Figure 1 Figure 1. Preferred stack to reach dimensions under a variety of riding conditions (A) and (B) fit dimensions of provided by two stem lengths when stack height is changed by spacers. Solid blue line indicates polynomial regression line, with shading indicating the 95% confidence region.

Figure 2

Figure 2. Preferred stack dimensions under a variety of riding conditions and associated average power. Solid blue line indicates polynomial regression line, with shading indicating the 95% confidence region.

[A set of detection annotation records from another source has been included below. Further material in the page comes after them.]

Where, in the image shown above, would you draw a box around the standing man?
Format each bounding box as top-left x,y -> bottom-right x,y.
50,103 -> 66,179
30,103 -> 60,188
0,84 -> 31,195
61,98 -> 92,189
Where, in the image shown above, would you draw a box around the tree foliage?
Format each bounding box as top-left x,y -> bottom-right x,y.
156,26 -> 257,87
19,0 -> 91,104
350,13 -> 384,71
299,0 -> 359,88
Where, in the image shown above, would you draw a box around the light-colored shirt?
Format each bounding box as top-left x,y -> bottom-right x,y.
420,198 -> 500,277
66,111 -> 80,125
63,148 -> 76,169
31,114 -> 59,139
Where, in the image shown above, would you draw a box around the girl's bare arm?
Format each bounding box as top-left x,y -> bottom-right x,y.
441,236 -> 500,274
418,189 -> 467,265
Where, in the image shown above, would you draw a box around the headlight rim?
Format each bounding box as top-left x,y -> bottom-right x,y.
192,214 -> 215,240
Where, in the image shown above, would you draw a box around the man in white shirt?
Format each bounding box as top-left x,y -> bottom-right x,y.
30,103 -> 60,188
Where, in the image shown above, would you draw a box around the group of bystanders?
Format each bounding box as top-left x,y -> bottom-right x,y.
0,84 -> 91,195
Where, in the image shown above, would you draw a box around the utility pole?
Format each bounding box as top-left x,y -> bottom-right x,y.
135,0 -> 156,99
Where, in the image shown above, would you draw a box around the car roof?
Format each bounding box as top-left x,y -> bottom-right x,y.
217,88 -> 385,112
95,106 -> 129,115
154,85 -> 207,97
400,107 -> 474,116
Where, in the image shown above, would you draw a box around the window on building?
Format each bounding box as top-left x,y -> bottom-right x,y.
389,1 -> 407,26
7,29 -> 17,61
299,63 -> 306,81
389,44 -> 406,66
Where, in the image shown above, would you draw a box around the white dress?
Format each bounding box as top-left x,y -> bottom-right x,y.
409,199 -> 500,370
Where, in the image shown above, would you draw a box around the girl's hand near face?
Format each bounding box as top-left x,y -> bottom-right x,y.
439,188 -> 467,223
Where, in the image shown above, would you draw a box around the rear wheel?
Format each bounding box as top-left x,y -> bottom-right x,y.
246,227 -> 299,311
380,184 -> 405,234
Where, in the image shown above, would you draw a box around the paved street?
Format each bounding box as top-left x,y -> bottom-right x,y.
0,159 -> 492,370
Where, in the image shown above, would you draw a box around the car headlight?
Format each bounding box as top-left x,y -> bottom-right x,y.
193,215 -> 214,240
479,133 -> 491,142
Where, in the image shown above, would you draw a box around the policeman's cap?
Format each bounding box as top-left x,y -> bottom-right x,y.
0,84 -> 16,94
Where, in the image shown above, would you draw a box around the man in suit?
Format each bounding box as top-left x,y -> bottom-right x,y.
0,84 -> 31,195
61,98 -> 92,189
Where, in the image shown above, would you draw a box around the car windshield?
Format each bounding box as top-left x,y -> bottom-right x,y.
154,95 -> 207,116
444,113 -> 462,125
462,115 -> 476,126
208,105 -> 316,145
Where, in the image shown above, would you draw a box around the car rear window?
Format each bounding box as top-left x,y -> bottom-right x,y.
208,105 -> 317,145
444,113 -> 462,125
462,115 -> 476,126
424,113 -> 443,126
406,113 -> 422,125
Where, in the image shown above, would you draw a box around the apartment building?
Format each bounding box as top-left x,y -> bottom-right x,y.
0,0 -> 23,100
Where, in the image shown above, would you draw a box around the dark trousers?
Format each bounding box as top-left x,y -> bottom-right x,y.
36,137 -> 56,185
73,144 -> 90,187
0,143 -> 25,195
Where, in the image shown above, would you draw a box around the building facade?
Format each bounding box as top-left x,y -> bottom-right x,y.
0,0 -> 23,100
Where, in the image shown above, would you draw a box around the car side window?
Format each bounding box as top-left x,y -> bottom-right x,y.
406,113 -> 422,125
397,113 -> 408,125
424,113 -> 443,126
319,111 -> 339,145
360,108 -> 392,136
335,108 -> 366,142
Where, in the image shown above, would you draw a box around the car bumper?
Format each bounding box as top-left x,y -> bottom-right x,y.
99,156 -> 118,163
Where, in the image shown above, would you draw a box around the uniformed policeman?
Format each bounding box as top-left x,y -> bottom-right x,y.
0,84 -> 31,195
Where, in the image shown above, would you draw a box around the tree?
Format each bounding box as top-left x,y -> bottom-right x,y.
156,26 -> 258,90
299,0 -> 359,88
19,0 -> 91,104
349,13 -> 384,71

  • Rider_X this is a great in-depth analysis and it's awesome to know there are people out there collecting data like this. One question I have is that in figure 2 where you plot preferred stack to average power based on what type of riding, when you took these readings did you normalize the perceived effort and measure the change in out put based on position? Or am I reading this wrong and you are saying at those outputs that was the preferred reach? Commented Apr 29, 2019 at 17:28
  • @MattSolomon Figure 2 was derived retrospectively. I kept a fit log over the past few years, noting position, activity, and whether I found it comfortable. I then computed the average wattage typical for these positions (e.g., over the last 5-10 rides). Some positions, like the touring bike, had only a hand full of direct power measurements. When I plotted it out I was surprised by how well it fell out on a parabolic curve, but made sense when you consider the bio-mechanics of needing a counter-weight to pedal force (note you can pull on the bars, but this gets tiring over time).
    – Rider_X
    Commented Apr 29, 2019 at 17:44

First remove the spacers since that is a little easier and less drastic of a modification. If you find that more comfortable and do not have any lower back pain then try doing a neg rise stem.

A longer stem will modify your reach which could also solve some fit issues if you are feeling more flexible.